My name is Phyllis Richard. I'm the former executive director of Jewellers Vigilance Canada, and now serve as chair of the Canadian Jewellers Association, government relations committee.
With my colleague's overview of the Canadian jewellery industry in mind, I would like to speak about the dealers in precious metals and stones sector and their requirements under the act.
Unlike other reporting entities, there is no licensing requirement specific to the part of the DPMS sector covered under the act, and very few specific regulations in general that pertain to jewellers. This is in sharp contrast to many other reporting entities, such as financial institutions, which have a very structured and regulated environment. The parts of the DPMS sector captured under the act are entrepreneurial in spirit and business practices, outside of the multi-line retailers such as Costco, Walmart, and The Bay.

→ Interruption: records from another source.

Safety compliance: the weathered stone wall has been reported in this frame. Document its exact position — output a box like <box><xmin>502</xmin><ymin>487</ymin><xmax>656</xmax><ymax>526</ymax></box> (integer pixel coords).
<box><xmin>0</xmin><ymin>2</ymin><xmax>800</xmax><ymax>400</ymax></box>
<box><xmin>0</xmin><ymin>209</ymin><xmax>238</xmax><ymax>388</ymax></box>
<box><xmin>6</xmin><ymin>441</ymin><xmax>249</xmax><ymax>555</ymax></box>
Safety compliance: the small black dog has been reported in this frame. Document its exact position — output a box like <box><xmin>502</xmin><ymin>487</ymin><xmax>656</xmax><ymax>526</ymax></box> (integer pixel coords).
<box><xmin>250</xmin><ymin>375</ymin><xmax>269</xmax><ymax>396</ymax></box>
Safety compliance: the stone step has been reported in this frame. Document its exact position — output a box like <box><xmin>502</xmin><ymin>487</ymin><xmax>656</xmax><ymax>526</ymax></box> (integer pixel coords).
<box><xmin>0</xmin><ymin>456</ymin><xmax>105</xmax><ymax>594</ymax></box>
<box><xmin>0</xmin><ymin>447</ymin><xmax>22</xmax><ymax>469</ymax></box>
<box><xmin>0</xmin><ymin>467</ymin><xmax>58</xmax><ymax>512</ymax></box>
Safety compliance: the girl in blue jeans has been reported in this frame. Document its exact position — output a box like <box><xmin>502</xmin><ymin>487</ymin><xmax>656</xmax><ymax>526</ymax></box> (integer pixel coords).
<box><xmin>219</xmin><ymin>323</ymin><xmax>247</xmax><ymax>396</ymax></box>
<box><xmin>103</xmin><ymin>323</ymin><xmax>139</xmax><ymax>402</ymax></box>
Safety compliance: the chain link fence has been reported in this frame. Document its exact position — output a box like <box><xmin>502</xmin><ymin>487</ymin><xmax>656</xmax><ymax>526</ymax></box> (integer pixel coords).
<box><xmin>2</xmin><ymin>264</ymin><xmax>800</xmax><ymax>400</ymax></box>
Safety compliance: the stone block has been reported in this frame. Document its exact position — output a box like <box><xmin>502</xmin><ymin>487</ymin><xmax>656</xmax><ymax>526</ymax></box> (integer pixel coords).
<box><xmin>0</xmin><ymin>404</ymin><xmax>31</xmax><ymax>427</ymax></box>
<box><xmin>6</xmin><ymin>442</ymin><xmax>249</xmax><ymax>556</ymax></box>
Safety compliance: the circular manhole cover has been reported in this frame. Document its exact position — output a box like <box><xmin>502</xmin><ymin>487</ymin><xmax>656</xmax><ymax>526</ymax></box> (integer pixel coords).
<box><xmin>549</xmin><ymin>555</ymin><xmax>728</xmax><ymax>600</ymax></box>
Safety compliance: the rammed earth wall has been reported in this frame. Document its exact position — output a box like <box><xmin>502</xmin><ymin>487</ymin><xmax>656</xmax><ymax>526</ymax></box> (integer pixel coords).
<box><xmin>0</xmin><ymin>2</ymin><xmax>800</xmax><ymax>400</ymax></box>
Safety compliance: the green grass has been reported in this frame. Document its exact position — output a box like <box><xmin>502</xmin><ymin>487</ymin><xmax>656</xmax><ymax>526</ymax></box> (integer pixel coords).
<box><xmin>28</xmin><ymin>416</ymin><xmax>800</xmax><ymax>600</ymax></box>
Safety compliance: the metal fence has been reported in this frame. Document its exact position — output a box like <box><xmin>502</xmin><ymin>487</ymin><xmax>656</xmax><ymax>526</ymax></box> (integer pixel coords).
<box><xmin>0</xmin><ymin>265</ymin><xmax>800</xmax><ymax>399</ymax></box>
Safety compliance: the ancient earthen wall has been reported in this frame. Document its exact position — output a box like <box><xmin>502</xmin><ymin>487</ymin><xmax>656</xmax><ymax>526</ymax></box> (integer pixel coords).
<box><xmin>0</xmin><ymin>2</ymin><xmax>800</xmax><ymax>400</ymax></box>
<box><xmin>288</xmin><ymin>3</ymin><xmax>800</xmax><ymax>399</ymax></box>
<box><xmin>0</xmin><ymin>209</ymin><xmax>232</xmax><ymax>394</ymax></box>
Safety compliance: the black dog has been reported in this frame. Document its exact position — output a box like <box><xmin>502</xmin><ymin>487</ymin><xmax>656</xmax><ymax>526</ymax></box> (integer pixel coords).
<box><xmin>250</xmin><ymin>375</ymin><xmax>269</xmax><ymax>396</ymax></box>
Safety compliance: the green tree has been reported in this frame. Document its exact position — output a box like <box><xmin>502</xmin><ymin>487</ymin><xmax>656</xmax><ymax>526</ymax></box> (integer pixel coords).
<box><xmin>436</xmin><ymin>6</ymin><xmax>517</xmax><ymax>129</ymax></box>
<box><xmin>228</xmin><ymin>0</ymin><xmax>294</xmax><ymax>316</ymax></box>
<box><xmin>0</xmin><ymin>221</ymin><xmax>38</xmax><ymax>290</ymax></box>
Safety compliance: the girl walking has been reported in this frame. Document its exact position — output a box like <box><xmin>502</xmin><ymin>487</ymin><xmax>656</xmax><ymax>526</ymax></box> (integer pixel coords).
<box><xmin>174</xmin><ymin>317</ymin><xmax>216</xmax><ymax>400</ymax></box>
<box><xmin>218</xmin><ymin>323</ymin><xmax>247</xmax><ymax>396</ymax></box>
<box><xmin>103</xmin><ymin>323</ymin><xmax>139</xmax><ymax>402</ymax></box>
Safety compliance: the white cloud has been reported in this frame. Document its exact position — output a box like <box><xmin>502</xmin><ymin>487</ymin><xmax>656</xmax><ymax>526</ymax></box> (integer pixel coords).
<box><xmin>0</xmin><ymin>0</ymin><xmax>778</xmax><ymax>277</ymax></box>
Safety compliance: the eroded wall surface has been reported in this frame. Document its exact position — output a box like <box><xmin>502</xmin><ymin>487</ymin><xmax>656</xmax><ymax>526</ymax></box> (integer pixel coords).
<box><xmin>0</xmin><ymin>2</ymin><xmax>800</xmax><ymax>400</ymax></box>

As a general rule, the DPMS sector at the independent retail and wholesale levels lacks technological sophistication, with a limited communication channel. This is in contrast to the mining sector, which embraces new technologies and has a significant level of sophistication.
In reviewing the vulnerabilities to money laundering within the captured segment of the DPMS sector, various products present various risks. These risks need to be understood in order to develop measures to mitigate them. As an example, cut, polished, and/or finished gemstones may in some cases be used as a store of value. The available liquidity in is highly dependent on the type of stone, with diamonds generally having more available and stable markets than coloured stones. By “stable”, we are referring to the valuation of an item when assessed by different parties.

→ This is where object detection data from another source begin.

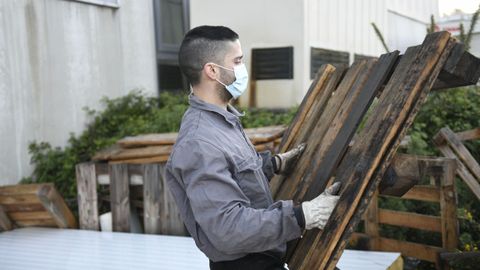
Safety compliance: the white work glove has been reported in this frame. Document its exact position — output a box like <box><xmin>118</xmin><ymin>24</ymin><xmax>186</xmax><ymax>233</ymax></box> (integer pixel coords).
<box><xmin>302</xmin><ymin>182</ymin><xmax>341</xmax><ymax>230</ymax></box>
<box><xmin>274</xmin><ymin>143</ymin><xmax>306</xmax><ymax>175</ymax></box>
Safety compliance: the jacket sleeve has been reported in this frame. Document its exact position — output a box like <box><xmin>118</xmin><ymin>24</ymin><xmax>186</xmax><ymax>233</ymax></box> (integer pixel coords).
<box><xmin>172</xmin><ymin>140</ymin><xmax>301</xmax><ymax>254</ymax></box>
<box><xmin>258</xmin><ymin>151</ymin><xmax>275</xmax><ymax>182</ymax></box>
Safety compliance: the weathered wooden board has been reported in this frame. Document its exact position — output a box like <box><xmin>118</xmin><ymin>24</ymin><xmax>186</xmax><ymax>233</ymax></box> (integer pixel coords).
<box><xmin>117</xmin><ymin>126</ymin><xmax>286</xmax><ymax>149</ymax></box>
<box><xmin>75</xmin><ymin>162</ymin><xmax>100</xmax><ymax>231</ymax></box>
<box><xmin>432</xmin><ymin>43</ymin><xmax>480</xmax><ymax>90</ymax></box>
<box><xmin>289</xmin><ymin>33</ymin><xmax>454</xmax><ymax>269</ymax></box>
<box><xmin>277</xmin><ymin>52</ymin><xmax>398</xmax><ymax>262</ymax></box>
<box><xmin>455</xmin><ymin>128</ymin><xmax>480</xmax><ymax>141</ymax></box>
<box><xmin>0</xmin><ymin>183</ymin><xmax>77</xmax><ymax>229</ymax></box>
<box><xmin>270</xmin><ymin>65</ymin><xmax>345</xmax><ymax>197</ymax></box>
<box><xmin>317</xmin><ymin>32</ymin><xmax>455</xmax><ymax>269</ymax></box>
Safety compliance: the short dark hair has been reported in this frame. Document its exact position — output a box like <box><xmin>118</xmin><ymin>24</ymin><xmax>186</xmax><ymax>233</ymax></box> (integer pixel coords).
<box><xmin>178</xmin><ymin>25</ymin><xmax>238</xmax><ymax>85</ymax></box>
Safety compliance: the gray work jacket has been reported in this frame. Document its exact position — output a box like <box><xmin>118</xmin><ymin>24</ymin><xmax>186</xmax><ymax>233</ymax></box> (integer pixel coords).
<box><xmin>165</xmin><ymin>95</ymin><xmax>301</xmax><ymax>262</ymax></box>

In the case of coloured stones, the assessed value of an item can vary significantly. Within the more liquid diamond trade, there are a number of controls in place to ensure the pedigree and authenticity of stones, particularly those of high value. These include processes to ensure that diamonds have points of origin outside of known conflict zones. While such processes are neither universal nor perfect, they are believed to have significantly impacted corruption in the diamond trade.
In addition, there is a trend toward more transparency about diamonds and gemstones. In the case of diamonds, we are seeing some major mining companies looking towards blockchain as a method to bring transparency to the product history.

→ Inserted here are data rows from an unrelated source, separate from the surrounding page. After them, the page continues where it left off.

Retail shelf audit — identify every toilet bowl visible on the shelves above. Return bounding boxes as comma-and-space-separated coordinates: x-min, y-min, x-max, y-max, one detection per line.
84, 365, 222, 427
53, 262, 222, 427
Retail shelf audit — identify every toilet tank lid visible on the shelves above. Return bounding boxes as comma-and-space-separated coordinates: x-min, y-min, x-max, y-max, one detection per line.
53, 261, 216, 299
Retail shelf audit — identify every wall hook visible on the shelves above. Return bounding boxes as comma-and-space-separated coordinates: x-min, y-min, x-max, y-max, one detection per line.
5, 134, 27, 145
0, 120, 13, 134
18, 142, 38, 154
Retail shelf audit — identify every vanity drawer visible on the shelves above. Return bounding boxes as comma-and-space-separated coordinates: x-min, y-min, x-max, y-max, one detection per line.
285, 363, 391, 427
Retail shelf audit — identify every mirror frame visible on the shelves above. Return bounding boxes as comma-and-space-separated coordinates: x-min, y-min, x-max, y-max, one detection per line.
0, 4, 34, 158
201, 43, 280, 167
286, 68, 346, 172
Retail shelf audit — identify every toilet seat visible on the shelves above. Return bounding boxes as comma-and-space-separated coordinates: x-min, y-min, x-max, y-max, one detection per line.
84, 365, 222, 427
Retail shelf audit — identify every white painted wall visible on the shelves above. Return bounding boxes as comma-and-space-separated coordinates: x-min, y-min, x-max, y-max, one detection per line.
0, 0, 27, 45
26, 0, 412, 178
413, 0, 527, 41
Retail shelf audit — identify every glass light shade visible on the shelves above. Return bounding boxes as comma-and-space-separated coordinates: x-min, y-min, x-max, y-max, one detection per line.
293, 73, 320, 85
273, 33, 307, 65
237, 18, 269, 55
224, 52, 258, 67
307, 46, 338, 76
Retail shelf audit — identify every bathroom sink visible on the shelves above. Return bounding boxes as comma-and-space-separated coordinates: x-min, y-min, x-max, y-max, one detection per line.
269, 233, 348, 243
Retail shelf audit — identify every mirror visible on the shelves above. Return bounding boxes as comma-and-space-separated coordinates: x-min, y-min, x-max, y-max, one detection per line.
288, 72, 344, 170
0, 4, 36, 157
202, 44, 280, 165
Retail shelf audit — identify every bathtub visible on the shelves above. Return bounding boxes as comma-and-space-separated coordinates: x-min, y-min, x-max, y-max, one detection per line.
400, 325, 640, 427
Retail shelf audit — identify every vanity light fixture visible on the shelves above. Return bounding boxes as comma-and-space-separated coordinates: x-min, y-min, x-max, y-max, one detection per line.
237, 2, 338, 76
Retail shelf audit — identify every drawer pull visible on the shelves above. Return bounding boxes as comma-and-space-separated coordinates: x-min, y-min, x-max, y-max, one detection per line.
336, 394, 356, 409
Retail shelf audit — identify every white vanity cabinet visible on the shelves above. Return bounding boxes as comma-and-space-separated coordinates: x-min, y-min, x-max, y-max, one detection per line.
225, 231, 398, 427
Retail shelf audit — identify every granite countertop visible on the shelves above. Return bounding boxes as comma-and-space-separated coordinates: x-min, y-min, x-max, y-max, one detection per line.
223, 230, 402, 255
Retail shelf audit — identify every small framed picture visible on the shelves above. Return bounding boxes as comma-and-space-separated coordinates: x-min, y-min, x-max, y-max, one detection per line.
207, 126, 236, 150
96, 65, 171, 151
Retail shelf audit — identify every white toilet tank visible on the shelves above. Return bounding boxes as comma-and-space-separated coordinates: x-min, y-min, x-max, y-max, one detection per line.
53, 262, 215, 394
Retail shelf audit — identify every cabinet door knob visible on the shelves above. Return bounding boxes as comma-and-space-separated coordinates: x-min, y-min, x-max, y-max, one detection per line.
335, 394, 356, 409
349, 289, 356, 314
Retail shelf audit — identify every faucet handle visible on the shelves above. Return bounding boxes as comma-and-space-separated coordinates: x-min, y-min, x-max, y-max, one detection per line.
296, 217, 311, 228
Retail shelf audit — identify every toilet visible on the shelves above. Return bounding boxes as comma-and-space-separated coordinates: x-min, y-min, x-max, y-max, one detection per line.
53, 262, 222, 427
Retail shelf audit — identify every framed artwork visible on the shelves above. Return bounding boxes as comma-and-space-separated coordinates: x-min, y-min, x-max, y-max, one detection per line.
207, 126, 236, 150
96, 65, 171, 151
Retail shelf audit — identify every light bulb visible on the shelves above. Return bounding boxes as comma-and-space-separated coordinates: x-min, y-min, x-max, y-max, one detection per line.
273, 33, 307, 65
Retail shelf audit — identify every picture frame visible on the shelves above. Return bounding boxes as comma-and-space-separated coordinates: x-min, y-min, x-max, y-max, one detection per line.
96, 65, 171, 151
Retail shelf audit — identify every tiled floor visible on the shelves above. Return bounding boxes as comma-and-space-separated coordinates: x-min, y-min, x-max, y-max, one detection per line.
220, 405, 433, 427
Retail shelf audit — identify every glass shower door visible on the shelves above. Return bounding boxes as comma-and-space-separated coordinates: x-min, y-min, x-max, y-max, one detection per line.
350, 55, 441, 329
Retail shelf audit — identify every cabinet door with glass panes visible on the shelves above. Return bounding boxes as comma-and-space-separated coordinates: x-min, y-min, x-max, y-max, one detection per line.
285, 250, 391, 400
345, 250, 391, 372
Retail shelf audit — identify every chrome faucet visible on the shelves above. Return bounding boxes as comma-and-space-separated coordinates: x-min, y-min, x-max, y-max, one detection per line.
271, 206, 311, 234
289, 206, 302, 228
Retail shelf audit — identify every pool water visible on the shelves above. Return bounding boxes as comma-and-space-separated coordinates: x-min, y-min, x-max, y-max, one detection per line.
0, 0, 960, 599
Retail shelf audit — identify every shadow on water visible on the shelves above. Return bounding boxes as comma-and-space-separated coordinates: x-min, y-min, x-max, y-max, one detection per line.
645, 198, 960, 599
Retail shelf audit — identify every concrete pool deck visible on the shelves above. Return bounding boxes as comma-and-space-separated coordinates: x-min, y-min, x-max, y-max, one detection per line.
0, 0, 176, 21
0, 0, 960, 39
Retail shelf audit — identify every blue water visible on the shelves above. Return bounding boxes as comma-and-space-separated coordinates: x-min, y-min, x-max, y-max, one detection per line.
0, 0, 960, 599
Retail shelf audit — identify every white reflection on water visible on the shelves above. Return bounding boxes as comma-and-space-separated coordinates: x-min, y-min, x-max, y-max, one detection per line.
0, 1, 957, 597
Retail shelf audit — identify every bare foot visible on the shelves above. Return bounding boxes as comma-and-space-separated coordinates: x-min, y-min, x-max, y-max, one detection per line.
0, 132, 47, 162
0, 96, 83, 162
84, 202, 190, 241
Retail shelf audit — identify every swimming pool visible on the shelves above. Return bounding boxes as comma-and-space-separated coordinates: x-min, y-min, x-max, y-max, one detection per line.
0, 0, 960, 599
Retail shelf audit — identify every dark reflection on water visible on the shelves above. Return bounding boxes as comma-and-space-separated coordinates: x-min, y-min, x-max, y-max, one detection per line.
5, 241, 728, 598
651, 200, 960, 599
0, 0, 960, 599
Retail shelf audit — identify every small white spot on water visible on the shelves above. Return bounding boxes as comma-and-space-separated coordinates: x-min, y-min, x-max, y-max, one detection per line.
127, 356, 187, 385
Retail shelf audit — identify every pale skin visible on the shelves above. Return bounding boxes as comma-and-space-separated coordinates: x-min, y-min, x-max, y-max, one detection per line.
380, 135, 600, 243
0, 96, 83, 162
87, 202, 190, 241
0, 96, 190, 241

Finished jewellery purchased at retail rates represents little money laundering or terrorist financing risk in the Canadian context, in particular when these items are bought and sold at retail rates. To the best of our knowledge, there are very few money laundering typologies that involve the actual purchase and/or sale of finished jewellery in a retail setting.
Unlike finished jewellery, precious metals in the form of bars, ingots and/or coins maybe used as a store of value. However, such items have limited liquidity, particularly in large quantities, at the jewellery retail level. The sale of high-value items would often require interaction with either a regulated entity or an auction house.
Many jewellers purchase and/or accept trades of broken, scrap, or resale jewellery. These items are most often melted down to extract the precious metals and either used to create new items or sold for the value of the metals. The risk posed in such cases is that these items themselves may be the proceeds of crime as stolen property. Insofar as we are aware, most jewellers collect identification and KYC information in the case of such transactions, and do not accept such transactions if the property in question is believed to be stolen. Where property is believed to be stolen, local law enforcement may also be contacted. As such, retail jewellers are not likely to be the path of least resistance for criminals who wish to dispose of stolen property. The exception here would be bad actors, who unfortunately exist.
My colleague mentioned the JVC crime prevention program. The many security steps taken by members to this program have inherent AML mitigating properties. These would include video cameras, staff training, and in the case of wholesalers and manufacturers, trade references as a requirement.
Within the DPMS sector there is a segment of industry that is not covered but would seem to be vulnerable to money laundering, and that is auction houses.
We hope this gives the committee some insight into the complexity of the DPMS sector, and I thank you.